The coalition will use the pilot projects to test the use of high-integrity transition credits in coal phase-out deals, MAS said, adding that the credits would need to meet the highest standards currently.

Traction partners include Citi, DBS Bank, Temasek, the Rockefeller Foundation, the Asian Development Bank, the International Energy Agency and World Wide Fund for Nature (WWF) Singapore.

Finding ways to finance early retirement of coal-fired power plants in Asia has become a key focus for MAS, big development banks, regional governments and financial institutions. About 60 per cent of the power generated in the Asia-Pacific comes from burning coal, whose emissions are the leading cause of climate change.

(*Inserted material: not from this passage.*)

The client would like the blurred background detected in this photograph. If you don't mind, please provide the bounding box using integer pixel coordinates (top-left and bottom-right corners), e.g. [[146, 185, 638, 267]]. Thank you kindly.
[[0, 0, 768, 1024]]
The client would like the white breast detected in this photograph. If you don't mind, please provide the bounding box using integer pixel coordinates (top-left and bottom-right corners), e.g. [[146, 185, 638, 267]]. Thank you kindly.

Hence, cutting carbon emissions while helping nations in the region scale-up renewable energy investments is seen as a key way to fight climate change and curb air pollution.

MAS has been working with a wide variety of partners to develop the concept of transition credits to help de-risk investments eligible for early coal retirement, which can be costly because such power plants typically have long-term power-purchase contracts with utilities. And many of Asia’s power plants are 12 to 15 years old, meaning they have several decades of operating life, and revenue generation, left.

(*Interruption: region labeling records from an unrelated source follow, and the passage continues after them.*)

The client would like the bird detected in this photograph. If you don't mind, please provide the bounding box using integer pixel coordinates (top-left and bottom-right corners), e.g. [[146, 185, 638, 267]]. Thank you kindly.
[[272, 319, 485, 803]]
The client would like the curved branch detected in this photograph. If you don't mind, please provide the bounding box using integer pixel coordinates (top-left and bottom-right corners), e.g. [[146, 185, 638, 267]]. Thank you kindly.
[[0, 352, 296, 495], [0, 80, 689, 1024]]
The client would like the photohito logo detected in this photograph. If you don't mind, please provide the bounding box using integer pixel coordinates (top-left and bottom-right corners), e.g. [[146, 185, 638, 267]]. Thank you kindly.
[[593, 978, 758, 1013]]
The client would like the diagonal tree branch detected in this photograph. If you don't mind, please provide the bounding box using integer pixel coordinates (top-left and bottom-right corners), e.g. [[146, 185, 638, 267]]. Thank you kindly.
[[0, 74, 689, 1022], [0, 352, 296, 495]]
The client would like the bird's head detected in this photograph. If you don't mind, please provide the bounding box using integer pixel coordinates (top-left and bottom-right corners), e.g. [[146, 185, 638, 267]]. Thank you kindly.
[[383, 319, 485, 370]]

“If the world does not break its over-reliance on coal, current and planned coal-fired power plants will release 273 billion tonnes of carbon dioxide over their operational lifetimes and trigger a catastrophe for our planet and the people living on it,” president of the Rockefeller Foundation, Dr Rajiv J. Shah, said in a statement.

“To retire coal plants and avoid those emissions, we need to create the right incentives for asset owners and communities, and mobilise additional finance,” he added.

For the first pilot, MAS is collaborating with listed energy platform of the Ayala Group, ACEN Corporation of the Philippines, and the Rockefeller Foundation.

The aim is to trial the Rockefeller Foundation-led Coal to Clean Credit Initiative (CCCI) methodology, or rulebook, governing how power plant owners and their investors can use carbon offsets to fund early plant retirement.

The partnership to explore piloting will focus on a 246MW coal plant owned by ACEN’s South Luzon Thermal Energy Corporation. Climate Smart Ventures, an advisory firm focused on energy transition, will be coordinating with ACEN and others on the project.

The aim is to retire the plant by as soon as 2030, which is 25 years ahead of the end of its technical life, using a mix of carbon credit revenues and low-cost climate finance.

The CCCI methodology has been developed over several years and is set to be formally reviewed by Verra, the world’s leading organisation that verifies carbon credit methodologies, projects and issues carbon offsets, the foundation said.

“The methodology will allow you to take an accelerated coal retirement project and its replacement with clean energy, and to measure and monetise carbon savings from that transaction,” said Dr Joseph Curtin, managing director of the power and climate team at the Rockefeller Foundation.

“It allows you to quantify what the potential carbon savings would be and then once you know the price, you know what the value proposition is to accelerating the closure of that coal plant early,” he told The Straits Times.

Each carbon credit would represent a tonne of emissions avoided by shutting a power plant early. In many cases this is likely to be in the millions of tonnes.

The CCCI is mainly a de-risking tool to provide an additional revenue stream and making a phase-out deal more appealing to other investors, the foundation said.

Dr Curtain said not all power plants would be eligible and that the methodology was very conservative in terms of calculating emissions reduction credits that could be issued. And a key element was ensuring the power plant owners committed to not building any new coal power plants anywhere else in the world.

Under the second pilot, the Asian Development Bank said it had been appointed transaction adviser by the Power Sector Assets and Liabilities Management Corporation, a Philippine government-owned corporation, to develop and execute the transaction structure, including the use of transition credits.

The aim was to retire the firm’s 200MW coal plant in Mindanao five years early, in 2026. The current power-purchase agreement ends in 2031. The plant, commissioned in 2006, has technical life up to 2046, the ADB said.